Mais le capitaine était bien loin d’en être où elle le croyait. Comme tous les hommes faibles, il n’y avait rien qu’il craignît autant que le ridicule ; vingt fois il avait entendu les jeunes gens de Bath s’amuser aux dépens de miss Harris et de ses manœuvres, et il n’avait pas envie de devenir à son tour le sujet des railleries de ces messieurs. Il ne s’était lié avec Caroline que par une sorte de bravade ; il avait voulu prouver à quelques jeunes gens, amis comme lui de la bouteille, et avec qui il passait les trois quarts de sa vie, qu’il pourrait s’exposer aux artifices les mieux combinés de cette beauté célèbre, et que son adresse saurait les déjouer tous. Ainsi toutes les manœuvres de miss Harris n’avaient abouti qu’à en faire le jouet même d’un Jarvis !

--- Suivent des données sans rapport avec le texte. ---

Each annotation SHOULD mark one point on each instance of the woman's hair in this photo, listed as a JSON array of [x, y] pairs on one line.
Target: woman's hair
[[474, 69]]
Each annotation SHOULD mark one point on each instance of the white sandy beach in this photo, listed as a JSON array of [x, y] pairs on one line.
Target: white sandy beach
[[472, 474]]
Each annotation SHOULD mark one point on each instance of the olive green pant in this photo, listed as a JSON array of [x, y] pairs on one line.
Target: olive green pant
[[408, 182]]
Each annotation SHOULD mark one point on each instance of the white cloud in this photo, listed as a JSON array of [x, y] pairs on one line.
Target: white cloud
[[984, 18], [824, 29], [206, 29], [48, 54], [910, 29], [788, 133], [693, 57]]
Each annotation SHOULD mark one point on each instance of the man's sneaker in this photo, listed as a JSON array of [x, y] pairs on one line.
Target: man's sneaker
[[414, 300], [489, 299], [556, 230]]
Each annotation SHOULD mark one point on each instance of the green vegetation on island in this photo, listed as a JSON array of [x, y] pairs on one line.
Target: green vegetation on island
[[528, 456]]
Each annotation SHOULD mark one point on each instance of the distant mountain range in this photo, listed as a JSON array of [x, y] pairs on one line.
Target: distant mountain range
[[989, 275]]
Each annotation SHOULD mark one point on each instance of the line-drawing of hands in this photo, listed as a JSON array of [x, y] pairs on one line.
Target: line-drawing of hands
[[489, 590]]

Au retour de la promenade, Caroline, se croyant bien sûre de son fait, fit part à lady Jarvis de la conversation qu’elle venait d’avoir avec le capitaine, et lui offrit sa bourse particulière, pour élever ce fils si cher à la dignité de la pairie.

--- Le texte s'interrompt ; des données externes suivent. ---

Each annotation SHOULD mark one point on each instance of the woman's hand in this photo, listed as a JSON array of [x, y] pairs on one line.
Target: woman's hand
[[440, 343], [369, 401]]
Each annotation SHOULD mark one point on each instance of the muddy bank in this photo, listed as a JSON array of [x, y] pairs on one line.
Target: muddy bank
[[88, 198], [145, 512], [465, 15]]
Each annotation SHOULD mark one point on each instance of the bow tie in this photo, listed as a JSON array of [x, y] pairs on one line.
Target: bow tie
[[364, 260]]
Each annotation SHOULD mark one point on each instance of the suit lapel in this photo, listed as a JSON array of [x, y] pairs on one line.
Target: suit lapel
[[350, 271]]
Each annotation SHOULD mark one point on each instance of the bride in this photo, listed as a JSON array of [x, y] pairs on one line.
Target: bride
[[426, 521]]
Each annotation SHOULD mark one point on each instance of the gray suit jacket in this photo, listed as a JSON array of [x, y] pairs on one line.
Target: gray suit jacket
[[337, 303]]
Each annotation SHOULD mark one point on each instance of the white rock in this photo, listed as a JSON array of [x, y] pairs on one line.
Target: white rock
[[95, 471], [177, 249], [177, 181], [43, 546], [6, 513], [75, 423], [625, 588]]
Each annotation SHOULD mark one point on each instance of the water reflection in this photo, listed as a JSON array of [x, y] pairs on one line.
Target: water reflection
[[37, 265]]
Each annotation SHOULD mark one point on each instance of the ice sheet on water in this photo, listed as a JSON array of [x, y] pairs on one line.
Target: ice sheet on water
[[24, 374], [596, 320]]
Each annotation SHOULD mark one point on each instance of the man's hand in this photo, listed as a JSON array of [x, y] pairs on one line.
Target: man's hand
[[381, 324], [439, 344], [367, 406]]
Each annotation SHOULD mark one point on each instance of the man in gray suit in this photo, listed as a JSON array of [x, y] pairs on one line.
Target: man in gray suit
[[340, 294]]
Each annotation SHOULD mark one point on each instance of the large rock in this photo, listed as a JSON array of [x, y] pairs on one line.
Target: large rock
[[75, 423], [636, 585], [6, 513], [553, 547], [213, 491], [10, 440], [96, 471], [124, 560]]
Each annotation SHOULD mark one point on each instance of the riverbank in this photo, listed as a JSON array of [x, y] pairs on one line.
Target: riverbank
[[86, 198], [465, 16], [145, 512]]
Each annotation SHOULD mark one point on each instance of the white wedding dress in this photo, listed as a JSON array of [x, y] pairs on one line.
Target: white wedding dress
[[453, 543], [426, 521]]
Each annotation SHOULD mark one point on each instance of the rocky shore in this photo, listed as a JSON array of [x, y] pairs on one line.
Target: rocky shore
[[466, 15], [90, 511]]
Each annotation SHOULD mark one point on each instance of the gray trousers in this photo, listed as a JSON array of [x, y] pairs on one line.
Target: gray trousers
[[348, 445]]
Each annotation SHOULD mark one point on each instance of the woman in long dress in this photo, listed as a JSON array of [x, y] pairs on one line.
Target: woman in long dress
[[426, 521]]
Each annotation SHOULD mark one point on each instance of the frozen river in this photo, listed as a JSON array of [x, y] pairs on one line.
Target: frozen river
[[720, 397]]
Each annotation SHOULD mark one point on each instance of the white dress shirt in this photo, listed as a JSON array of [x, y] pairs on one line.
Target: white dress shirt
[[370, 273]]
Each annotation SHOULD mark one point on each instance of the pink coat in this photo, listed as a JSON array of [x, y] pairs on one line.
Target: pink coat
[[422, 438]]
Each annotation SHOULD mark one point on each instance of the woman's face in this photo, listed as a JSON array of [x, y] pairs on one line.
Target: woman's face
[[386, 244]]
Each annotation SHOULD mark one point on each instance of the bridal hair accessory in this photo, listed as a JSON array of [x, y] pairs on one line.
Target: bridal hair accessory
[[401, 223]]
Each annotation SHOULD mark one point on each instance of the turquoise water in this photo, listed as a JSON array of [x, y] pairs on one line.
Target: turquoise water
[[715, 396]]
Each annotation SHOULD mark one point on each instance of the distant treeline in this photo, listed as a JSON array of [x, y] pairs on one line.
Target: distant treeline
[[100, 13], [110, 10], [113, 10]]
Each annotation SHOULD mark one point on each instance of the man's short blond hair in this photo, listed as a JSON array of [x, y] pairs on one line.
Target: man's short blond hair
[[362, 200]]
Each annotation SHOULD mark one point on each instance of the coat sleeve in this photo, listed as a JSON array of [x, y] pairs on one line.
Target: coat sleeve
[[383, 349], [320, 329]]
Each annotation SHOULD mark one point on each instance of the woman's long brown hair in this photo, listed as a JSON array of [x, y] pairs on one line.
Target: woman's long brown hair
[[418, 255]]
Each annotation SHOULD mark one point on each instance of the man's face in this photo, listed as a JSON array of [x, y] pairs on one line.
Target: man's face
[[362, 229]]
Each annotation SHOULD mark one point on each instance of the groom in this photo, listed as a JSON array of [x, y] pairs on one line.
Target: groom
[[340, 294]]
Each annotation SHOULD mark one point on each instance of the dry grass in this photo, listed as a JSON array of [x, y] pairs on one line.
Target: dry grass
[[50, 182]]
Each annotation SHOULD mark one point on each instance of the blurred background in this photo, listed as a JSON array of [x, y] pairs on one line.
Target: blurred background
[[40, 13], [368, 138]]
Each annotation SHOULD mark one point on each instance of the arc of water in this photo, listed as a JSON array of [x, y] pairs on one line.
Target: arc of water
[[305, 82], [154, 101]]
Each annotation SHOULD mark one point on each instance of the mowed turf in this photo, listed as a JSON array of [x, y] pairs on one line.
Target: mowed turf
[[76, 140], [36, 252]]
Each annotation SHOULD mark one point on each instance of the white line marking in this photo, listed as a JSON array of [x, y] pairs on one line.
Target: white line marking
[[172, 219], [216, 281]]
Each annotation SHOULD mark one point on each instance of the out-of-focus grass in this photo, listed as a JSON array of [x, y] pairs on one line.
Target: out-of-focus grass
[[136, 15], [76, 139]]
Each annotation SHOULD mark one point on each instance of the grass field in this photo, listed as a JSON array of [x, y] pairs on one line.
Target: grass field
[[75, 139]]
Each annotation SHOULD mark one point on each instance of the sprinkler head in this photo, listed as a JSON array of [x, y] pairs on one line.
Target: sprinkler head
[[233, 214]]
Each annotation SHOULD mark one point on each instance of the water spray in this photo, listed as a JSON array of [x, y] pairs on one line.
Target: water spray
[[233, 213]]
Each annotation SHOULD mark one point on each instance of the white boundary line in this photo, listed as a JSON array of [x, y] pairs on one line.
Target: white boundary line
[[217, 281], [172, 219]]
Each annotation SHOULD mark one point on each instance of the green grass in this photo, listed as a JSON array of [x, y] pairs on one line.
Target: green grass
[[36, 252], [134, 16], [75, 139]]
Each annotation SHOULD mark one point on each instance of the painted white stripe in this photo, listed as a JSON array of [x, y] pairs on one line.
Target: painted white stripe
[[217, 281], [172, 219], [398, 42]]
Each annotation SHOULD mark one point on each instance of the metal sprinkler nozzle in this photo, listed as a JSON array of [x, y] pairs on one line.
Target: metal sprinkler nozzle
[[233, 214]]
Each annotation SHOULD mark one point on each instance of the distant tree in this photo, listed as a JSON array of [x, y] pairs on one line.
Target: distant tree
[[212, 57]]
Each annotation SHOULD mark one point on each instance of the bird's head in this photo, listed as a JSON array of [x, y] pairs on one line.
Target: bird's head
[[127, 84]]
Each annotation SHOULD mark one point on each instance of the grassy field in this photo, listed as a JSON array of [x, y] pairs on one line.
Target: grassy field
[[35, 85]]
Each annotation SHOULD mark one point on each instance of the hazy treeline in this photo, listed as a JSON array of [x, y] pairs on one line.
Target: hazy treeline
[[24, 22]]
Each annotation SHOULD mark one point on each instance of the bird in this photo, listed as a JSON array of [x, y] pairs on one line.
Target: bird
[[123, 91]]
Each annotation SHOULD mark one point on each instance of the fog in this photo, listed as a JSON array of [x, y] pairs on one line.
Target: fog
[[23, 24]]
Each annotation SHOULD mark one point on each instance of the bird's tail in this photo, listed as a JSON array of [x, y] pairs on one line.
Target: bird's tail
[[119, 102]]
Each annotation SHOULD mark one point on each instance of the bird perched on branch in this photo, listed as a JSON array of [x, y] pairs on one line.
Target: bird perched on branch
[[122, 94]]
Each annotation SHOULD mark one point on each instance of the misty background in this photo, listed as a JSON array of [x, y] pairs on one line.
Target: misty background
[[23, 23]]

Lady Jarvis désirait acheter une baronnie, sous la condition que si elle parvenait à faire monter à son fils un degré de plus sur la route des honneurs, il ne lui resterait plus qu’à payer la différence. C’était de cette manière qu’elle lui avait acheté son brevet de capitaine. Elle avait plus d’un obstacle à surmonter, car le cher objet de sa sollicitude, ou plutôt de son orgueil maternel, s’opposait à tous les projets qui auraient pu l’obliger à rendre quelques centaines de livres, qu’il avait obtenues de la faiblesse de sa mère ; et celle-ci était forcée d’attendre qu’elle eût réuni tout l’argent nécessaire pour atteindre le but que se proposait son ambition. Enchantée d’entrevoir dans l’offre de Caroline un moyen plus prompt d’y arriver, elle voulut donner à son fils un avant-goût du bonheur qu’elle lui préparait, et elle lui abandonna un billet de 60 livres qu’elle avait obtenu le matin de son mari. Le soir même Jarvis le perdit d’un coup de dé contre son beau frère.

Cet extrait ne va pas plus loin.